Farkındalık

Disiplinin Gücü 4. Bölüm

Disiplinin Gücü

Disiplininizi Engelleyen Ne?

Enerji vampirleri, olumsuz tutumlarıyla hayatınızı tüketen insanlardır. Ancak disiplininizi engelleyebilecek ve kendinizin en iyi versiyonu olmanızı önleyebilecek şeyler de vardır.

 

İnsanların çoğu, hayattan istediklerini elde etmek için disiplin gerektiğini anlıyor, peki neden çoğumuz tam potansiyelimize ulaşacak kadar disiplinli olamıyoruz?

 

Hepimizin kendi hayatlarımızın sorumluluğunu almamız gerektiğine inandığım için suçlama oyununun savunucusu değilim. Ancak disiplinin siz farkına varmadan sizden kaçabileceği bazı gizli yollar vardır.

 

Belki de yanlış insanlarla ilişki kuruyorsunuzdur; farkında olmadığınız kötü alışkanlıklarınız veya sakatlayıcı düşünce kalıplarınız olabilir. Disiplinle ilgili inanç sisteminiz yanlış olabilir ya da başarmak istediğiniz şey için yanlış motivasyonlara sahip olabilirsiniz. Aşağıdaki faktörler disiplininize engel teşkil ediyor olabilir:

Son Tarih Belirlemek-DeADLİNE

Parkinson Yasası

Erteleme eğilimindeyseniz, kullanabileceğiniz bahanelerden biri de baskı altındayken daha iyi çalıştığınızdır. Parkinson yasası bu gerekçeyi doğrulamaktadır.

 

Cyril Parkinson adlı bir İngiliz tarihçi, belirli bir zamanımız olduğunda bu zamanı işle dolduracağımızı savunan Parkinson Yasası’nı geliştirdi.
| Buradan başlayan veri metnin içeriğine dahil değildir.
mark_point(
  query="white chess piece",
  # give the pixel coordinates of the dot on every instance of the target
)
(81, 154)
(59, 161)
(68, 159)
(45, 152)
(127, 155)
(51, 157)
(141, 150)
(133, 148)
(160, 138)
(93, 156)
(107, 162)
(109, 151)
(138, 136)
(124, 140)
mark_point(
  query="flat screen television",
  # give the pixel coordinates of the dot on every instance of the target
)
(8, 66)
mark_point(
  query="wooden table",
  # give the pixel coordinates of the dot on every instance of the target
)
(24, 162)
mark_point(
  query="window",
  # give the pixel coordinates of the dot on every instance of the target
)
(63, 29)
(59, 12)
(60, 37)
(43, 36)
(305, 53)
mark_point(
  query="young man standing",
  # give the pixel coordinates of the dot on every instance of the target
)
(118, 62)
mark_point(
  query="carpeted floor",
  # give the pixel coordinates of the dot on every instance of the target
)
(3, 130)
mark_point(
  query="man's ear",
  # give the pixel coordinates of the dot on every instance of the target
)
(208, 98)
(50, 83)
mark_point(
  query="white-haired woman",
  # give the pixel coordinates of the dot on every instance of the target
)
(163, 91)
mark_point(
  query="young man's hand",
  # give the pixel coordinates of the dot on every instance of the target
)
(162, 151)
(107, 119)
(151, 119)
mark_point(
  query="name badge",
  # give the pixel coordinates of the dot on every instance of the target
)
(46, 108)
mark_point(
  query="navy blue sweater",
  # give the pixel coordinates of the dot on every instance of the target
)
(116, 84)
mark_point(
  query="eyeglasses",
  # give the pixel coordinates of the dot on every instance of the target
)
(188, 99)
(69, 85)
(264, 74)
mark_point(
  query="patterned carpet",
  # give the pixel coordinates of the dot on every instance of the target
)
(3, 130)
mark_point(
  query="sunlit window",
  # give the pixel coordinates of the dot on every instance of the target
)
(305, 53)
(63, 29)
Parkinson, İngiliz Kamu Hizmeti’nde çalışırken bu eğilime dikkat etmeye başladı.

 

Bürokrasileri arttıkça verimliliğin azaldığını fark etti. Çalışanlara daha fazla alan ve zaman verildikçe, onlar daha fazla yer ve zaman kaplıyorlardı. Parkinson, ayrılan zamanı doldurmak için en temel görevlerin bile bilinçaltında daha zor hale getirildiğini fark etti. Ancak, sıkı bir son teslim tarihi olduğunda, görevi daha hızlı tamamlamak için basitleştirdiler.

 

Parkinson Yasası disiplininizi engelliyorsa, görevleriniz için kendinize sıkı son tarihler belirleyerek bunun üstesinden gelebilirsiniz.

 

Bir projeye zaman sınırı koyduğunuzda, onu en kısa sürede bitirmenin bir yolunu bulacak ve sahip olduğunuz ek zamanı doldurmak için işleri aşırı karmaşıklaştırmayacaksınız.

 

Kendinize erken son teslim tarihleri belirleyerek, yalnızca kendinizi her zaman zorlamakla kalmaz, aynı zamanda erken bitirmek için kendinizi baskı altına alırsınız, bu da sizi son teslim tarihlerine yetişmek için son dakikada acele etme stresinden kurtarır.

 

Ertelemeye Karşı Disiplin: Erteleme öz disiplini engeller; kendimizi doğru zamanı veya doğru koşulları beklediğimiz için harekete geçmediğimize ikna ederiz.

 

Örneğin, bacaklarınız ağrıdığı için spor salonuna ara vermeye karar verebilirsiniz. Dışarıdan bakıldığında kulağa adil gelse de bu bir bahanedir çünkü bunun yerine spor salonuna gidip kardiyo yapabilir ya da kollarınızı çalıştırabilirsiniz.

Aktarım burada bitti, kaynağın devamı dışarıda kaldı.